Technical background:
ha_innobase::get_auto_increment() is called from handler::update_auto_increment which is called from ha_innobase::write_row() in the INSERT step, which generates a new auto_increment value in InnoDB, therefore it is not the same as an UPDATE statement (according to bug#38839 it is intentional that UPDATE does not change the engines auto_increment value).

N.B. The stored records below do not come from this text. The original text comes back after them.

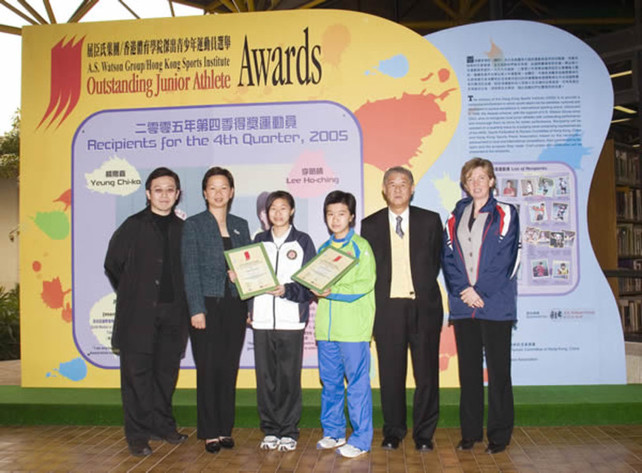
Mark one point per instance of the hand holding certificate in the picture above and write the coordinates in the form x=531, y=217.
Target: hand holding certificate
x=254, y=273
x=324, y=269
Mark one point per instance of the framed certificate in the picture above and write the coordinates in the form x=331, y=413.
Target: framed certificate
x=254, y=273
x=325, y=269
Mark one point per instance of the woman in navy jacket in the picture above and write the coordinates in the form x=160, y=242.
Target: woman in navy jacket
x=217, y=315
x=480, y=259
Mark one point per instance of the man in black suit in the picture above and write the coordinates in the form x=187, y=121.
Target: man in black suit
x=150, y=329
x=406, y=242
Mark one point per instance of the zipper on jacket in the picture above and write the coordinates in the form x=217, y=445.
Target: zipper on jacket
x=329, y=319
x=276, y=271
x=489, y=222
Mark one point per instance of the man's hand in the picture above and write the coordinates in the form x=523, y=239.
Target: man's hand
x=323, y=294
x=198, y=321
x=278, y=291
x=470, y=297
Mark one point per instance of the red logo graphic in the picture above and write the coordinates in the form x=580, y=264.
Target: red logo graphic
x=66, y=64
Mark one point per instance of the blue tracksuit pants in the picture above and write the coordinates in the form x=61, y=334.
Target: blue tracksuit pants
x=352, y=361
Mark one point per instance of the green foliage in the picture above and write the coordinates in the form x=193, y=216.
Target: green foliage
x=10, y=150
x=9, y=323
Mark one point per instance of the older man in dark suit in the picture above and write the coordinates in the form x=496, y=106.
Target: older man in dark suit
x=150, y=329
x=406, y=242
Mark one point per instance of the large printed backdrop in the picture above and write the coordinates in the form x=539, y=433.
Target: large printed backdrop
x=308, y=102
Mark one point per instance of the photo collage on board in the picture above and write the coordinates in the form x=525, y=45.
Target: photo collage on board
x=544, y=197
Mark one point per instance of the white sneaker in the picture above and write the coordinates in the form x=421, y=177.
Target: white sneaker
x=270, y=442
x=330, y=442
x=287, y=444
x=350, y=451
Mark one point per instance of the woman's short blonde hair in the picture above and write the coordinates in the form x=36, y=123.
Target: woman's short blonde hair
x=471, y=164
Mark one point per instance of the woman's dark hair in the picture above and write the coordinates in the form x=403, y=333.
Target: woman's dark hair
x=340, y=197
x=218, y=171
x=163, y=172
x=280, y=195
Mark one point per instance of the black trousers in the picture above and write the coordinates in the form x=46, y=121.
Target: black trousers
x=278, y=356
x=475, y=338
x=217, y=353
x=148, y=380
x=398, y=327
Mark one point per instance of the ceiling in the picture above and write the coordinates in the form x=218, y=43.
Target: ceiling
x=609, y=26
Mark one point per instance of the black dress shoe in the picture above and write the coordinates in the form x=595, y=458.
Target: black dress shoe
x=140, y=449
x=424, y=445
x=466, y=444
x=495, y=448
x=390, y=443
x=212, y=447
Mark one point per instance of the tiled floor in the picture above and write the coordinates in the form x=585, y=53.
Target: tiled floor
x=534, y=449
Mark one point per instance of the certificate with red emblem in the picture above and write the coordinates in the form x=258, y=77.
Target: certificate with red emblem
x=325, y=269
x=254, y=273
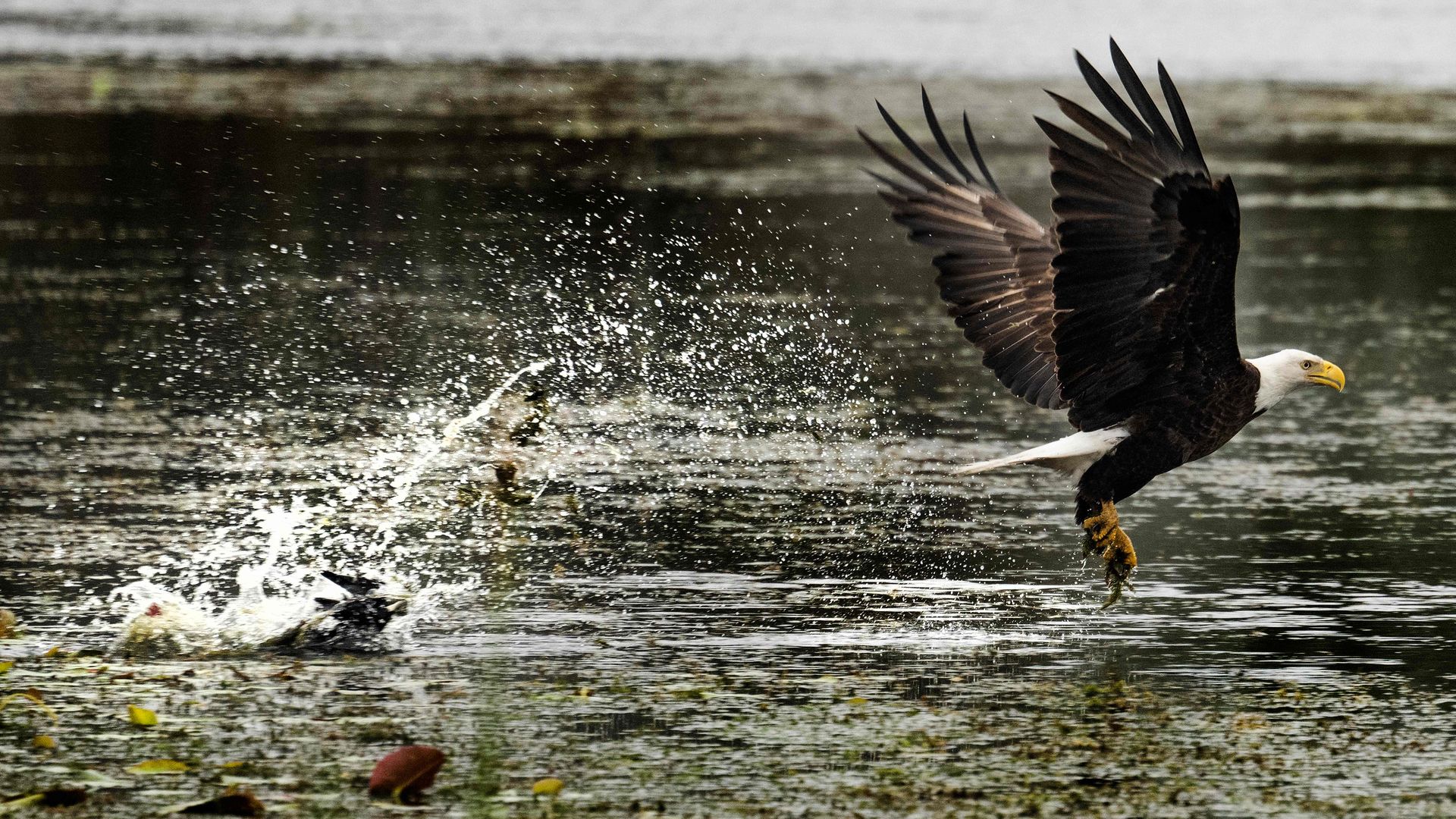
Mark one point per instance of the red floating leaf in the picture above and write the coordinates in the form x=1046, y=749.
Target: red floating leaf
x=405, y=773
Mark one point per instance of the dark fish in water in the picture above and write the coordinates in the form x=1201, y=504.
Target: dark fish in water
x=350, y=623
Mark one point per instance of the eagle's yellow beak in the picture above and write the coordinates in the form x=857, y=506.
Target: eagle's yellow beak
x=1327, y=375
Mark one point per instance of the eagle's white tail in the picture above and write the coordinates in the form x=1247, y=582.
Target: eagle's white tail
x=1071, y=455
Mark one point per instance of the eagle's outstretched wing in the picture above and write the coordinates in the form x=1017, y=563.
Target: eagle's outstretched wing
x=996, y=261
x=1144, y=284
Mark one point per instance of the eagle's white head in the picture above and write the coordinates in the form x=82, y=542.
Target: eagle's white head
x=1288, y=371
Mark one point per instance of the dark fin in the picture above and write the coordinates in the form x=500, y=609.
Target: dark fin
x=1090, y=123
x=1190, y=140
x=354, y=585
x=940, y=137
x=1141, y=98
x=893, y=162
x=1112, y=102
x=915, y=148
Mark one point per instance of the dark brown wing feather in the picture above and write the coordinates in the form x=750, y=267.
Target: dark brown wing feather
x=996, y=267
x=1144, y=284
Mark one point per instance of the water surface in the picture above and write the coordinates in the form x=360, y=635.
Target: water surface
x=737, y=573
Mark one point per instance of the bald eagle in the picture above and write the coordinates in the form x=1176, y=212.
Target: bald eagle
x=1120, y=312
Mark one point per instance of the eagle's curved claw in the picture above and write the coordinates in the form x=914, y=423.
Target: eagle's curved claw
x=1110, y=542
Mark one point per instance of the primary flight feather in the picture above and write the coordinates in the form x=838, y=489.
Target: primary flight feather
x=1122, y=312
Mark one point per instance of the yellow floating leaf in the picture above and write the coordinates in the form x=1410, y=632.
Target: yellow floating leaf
x=158, y=767
x=142, y=716
x=33, y=697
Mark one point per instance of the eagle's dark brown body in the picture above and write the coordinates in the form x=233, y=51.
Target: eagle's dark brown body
x=1166, y=438
x=1122, y=312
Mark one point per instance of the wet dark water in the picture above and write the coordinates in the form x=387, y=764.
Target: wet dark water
x=739, y=573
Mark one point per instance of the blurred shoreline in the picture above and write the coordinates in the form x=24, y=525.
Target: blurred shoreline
x=670, y=99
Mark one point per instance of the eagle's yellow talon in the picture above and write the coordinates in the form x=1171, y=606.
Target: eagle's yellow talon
x=1109, y=541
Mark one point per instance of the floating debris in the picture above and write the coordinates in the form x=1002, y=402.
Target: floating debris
x=403, y=774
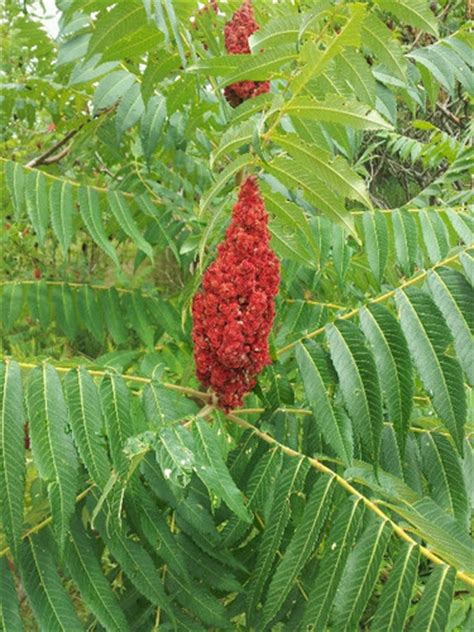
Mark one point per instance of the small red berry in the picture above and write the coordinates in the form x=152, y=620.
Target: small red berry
x=236, y=35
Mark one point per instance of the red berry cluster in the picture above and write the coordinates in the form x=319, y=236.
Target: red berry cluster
x=236, y=35
x=234, y=312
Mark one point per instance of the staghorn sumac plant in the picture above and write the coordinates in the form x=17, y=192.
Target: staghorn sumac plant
x=174, y=226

I would rather see that bug#54165 was fixed to also update the auto_increment value on UPDATE, rather than just document this as is.
[9 Nov 2010 15:57] Valeriy Kravchuk
Verified with 5.1.52.
[30 Nov 2011 18:40] John Russell
Changing the example to say the effects are "similar" and adding this wording after the example:

(The effects are not identical for an InnoDB table where a is an
auto-increment column. With an auto-increment column, an INSERT
statement increases the auto-increment value but UPDATE does not.)